Sunday, 16 June 2019

THEATRE REVIEW: Pomona - ALRA North Theatre, Wigan.


“Pomona” by Alistair McDowall is a taut, twisty contemporary thriller that is entirely unpredictable from start to finish. This revival was performed this evening by students of ALRA North, at their own theatre in Wigan.

With the theatre set in the round, director Chris Hallam made full use of the circular narrative and circular space to have the actors engaging in fraught circles of energy around each other. The stage was bare, save for the occasional couple of chairs, and enhanced only with Tom Sutcliffe’s austere lighting design and Dan Thomson’s pulsating, throbbing, electronic soundscapes. Designer Samantha Ackerley had a cracked ice image across the floor, and kept the cast in muted, utilitarian clothing regardless of their location and circumstance – though there was a cheeky seagull costume at one point for relief.

Ollie, played with intelligent intensity by Victoria Burrows, was a mysterious figure travelling all through the play on a quest: sometimes it seemed to be looking for a twin sister who had inexplicably vanished, and sometimes it appeared that she was that twin sister. Her journey led her to be taken on for work at a particular brothel, where she was shown the ropes by a jaded colleague, Gail (performed with sensitive earthiness by Taylor Arnold.) From there, she was sent on to a particular freeway, to be picked up by a particular truck driver called Zeppo (Ian Kay), who exploded with contrasting exuberance and cheerfulness as he took her towards the island of Pomona: a forgotten bit of land surrounded by two canals, but containing a very dark secret.

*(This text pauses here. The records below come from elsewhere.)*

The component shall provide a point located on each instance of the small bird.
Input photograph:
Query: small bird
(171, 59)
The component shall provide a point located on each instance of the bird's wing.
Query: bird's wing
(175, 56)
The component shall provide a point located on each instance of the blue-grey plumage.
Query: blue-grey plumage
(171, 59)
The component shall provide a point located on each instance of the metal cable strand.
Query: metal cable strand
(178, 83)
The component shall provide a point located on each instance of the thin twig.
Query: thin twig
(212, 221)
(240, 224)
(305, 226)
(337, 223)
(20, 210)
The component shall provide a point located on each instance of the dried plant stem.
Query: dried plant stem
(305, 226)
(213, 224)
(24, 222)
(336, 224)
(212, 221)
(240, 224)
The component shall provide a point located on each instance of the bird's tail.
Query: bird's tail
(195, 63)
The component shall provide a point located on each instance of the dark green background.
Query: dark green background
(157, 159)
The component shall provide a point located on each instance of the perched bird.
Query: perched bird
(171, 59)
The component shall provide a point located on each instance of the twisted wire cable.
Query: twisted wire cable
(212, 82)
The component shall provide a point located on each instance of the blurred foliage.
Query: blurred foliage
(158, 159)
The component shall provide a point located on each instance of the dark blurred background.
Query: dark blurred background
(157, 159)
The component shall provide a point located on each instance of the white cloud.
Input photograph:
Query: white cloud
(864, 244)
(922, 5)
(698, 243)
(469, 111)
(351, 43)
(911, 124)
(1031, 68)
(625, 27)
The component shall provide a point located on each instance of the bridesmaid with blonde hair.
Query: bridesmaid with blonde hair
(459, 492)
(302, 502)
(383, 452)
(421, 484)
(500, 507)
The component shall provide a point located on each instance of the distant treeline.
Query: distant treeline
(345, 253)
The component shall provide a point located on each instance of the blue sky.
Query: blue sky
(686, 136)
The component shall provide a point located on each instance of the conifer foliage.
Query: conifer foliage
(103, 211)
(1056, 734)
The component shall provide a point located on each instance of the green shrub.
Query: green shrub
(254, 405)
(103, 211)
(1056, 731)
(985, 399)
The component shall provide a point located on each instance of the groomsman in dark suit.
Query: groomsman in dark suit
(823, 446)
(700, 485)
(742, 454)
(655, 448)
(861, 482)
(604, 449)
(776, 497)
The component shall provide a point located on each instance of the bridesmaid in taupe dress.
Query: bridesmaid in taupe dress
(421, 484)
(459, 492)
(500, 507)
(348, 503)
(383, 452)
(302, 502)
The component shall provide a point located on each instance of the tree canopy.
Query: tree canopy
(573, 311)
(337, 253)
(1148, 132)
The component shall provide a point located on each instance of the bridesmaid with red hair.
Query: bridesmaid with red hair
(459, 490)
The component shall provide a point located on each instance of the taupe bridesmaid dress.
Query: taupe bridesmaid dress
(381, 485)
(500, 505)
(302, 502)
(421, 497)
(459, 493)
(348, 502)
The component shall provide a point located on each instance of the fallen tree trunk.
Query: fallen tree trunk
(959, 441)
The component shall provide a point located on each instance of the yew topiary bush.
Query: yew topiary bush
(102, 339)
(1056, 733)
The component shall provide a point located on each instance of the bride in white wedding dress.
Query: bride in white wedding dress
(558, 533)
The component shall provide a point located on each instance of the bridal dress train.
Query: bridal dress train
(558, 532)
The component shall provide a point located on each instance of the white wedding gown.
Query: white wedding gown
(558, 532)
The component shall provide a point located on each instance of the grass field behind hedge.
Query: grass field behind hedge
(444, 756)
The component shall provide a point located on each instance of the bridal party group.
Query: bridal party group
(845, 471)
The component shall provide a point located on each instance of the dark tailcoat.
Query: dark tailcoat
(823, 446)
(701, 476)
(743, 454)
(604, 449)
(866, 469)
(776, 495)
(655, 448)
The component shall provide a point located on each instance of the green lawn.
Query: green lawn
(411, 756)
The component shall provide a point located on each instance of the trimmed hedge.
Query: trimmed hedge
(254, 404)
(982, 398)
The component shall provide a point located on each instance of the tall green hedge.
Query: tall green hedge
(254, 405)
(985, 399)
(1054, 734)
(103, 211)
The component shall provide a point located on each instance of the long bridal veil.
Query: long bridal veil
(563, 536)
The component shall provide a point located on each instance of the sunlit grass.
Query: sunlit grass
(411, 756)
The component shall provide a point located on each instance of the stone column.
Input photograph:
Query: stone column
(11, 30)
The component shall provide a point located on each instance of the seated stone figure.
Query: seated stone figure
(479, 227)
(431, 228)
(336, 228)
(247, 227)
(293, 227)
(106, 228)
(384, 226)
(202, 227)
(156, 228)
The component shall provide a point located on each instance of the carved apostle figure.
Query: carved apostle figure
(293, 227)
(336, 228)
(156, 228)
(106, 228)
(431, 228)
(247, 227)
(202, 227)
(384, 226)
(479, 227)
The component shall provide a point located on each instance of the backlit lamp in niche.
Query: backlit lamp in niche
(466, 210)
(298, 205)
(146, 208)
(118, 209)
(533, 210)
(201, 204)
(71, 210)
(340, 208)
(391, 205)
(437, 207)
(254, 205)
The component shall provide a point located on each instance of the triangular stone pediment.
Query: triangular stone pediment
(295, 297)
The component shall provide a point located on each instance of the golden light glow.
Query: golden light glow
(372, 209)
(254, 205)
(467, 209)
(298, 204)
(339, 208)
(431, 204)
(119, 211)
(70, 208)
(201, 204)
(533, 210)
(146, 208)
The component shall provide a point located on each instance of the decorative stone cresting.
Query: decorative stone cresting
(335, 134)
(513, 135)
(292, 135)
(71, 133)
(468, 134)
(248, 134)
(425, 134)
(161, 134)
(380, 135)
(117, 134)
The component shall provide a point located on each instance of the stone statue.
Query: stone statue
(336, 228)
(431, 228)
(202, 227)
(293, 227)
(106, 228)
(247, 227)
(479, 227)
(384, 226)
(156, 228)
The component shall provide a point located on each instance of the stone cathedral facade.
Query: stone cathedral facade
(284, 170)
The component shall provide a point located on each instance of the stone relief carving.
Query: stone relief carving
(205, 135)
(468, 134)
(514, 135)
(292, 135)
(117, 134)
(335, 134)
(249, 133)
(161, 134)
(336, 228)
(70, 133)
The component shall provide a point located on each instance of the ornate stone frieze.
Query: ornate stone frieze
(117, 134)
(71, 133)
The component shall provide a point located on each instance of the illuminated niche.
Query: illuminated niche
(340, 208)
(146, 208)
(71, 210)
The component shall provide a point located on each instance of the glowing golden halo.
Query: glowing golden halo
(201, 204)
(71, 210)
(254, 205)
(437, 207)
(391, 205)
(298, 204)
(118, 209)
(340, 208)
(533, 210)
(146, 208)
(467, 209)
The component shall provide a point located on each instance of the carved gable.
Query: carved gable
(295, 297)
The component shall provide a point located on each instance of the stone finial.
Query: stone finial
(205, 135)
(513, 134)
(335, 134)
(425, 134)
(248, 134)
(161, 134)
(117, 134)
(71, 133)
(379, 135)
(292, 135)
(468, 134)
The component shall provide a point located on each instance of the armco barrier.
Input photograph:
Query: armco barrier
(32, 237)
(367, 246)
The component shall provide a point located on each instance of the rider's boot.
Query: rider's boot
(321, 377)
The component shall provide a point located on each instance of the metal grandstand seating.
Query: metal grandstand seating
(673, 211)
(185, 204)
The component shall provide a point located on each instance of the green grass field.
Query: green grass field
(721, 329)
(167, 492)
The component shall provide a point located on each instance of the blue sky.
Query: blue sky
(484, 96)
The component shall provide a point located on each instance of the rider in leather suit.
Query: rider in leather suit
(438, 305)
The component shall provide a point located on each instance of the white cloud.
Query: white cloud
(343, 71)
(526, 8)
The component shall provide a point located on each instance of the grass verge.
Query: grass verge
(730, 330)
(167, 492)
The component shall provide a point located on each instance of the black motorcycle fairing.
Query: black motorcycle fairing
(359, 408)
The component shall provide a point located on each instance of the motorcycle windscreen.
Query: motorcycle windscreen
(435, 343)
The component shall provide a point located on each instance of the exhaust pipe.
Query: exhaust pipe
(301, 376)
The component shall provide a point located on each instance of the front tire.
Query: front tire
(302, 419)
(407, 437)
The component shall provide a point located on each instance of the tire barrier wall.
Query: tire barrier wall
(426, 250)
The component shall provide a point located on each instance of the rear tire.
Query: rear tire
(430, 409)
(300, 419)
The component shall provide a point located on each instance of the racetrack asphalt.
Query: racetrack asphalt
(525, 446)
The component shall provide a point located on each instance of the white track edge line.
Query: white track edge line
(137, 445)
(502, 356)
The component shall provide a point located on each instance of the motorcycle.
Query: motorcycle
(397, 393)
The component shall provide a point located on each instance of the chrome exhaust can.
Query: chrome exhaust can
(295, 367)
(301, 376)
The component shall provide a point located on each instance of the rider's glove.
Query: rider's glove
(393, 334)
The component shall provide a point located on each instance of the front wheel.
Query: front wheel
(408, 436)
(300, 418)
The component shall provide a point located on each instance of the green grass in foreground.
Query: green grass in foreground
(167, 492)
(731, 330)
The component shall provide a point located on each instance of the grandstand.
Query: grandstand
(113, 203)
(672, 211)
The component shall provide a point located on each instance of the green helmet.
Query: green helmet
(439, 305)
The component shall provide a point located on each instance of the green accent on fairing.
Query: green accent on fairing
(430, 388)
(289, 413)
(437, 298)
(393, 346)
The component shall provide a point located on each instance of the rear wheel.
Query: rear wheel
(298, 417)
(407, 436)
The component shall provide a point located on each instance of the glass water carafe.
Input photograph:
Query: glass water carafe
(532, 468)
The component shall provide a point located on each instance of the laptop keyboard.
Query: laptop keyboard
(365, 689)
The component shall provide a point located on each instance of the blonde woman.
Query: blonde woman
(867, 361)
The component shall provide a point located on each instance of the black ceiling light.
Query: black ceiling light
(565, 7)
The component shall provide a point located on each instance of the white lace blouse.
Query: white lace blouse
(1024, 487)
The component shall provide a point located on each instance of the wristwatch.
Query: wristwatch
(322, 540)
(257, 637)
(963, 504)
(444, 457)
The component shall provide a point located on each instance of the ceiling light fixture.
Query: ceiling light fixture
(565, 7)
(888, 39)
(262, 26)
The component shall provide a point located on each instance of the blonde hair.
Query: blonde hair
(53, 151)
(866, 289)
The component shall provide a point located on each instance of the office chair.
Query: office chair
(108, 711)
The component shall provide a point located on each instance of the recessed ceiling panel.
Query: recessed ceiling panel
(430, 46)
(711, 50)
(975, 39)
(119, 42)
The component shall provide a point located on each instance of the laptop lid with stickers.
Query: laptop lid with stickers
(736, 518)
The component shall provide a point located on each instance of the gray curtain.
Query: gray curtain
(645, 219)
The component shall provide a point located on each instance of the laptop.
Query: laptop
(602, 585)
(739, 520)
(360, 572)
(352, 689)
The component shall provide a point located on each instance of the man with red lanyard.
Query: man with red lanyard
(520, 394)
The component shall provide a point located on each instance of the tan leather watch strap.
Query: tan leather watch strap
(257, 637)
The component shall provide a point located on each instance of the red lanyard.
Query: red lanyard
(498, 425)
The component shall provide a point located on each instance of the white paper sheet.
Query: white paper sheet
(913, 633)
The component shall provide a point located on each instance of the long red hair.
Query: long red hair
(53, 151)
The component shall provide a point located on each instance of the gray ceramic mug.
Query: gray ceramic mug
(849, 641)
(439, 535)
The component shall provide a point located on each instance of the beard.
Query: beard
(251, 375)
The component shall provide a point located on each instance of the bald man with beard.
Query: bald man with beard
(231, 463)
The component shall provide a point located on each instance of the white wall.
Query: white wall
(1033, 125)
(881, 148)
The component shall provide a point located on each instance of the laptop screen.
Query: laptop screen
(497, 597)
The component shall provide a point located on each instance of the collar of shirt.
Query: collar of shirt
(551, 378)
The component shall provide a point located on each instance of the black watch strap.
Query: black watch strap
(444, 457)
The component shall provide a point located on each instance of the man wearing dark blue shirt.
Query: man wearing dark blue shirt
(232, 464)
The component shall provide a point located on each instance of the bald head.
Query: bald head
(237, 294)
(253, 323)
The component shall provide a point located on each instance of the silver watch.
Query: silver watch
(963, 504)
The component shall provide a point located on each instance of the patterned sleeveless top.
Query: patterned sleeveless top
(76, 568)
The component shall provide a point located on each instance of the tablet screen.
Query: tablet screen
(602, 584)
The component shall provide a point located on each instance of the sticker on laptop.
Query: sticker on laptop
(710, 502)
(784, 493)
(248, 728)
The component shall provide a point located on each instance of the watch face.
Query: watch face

In parallel, two security guards called Charlie and Moe were whiling away their time. Charlie, as played by Jacob Butler, was compact and nervous and inclined to long descriptions of how he wanted to jizz on everything in the city. (Ian Kay’s lively seagull matched him with a stated ambition to crap on everything in the city.) Moe, performed with steadfast solidness by Joe Rowberry, had the unenviable job of keeping him in line. Sometimes they were visited by the unspecified authority figure of Fay, played with ice-cold ruthlessness by Jess Woodward, and at times the excellent and very realistic fight direction of Kenan Ali was utilised.

In his spare time, Charlie set up a 'Dungeons and Dragons' club using his own games based on H. P. Lovecraft’s horror fantasy world of Cthulhu Mythos stories. (It’s to my shame that I actually got all the references in this part…… ) After four weeks, his club got its first participant, the almost monosyllabic Keaton (Maddie Troup was exceptionally good in what she did with this character). For extra atmosphere, Charlie had a fondness for wearing a ridiculous rubber Cthulhu mask, making him look a bit like a mutant octopus, and bringing a touch of comedy to the narrative.

As the various strands of the different narratives came together, Hallam’s direction was sure and controlled: bringing together a swirling mix of spinning Rubik’s Cubes, rolling Dungeons and Dragons dice, and franticly urgent characters, with the rubber Cthulhu mask taking on more significance as the truly Lovecraftian nature of the conclusion was revealed.

ALRA North is committed to working with the best in contemporary dramatic writing from both Britain and overseas, and this evening’s production was a particularly gripping example.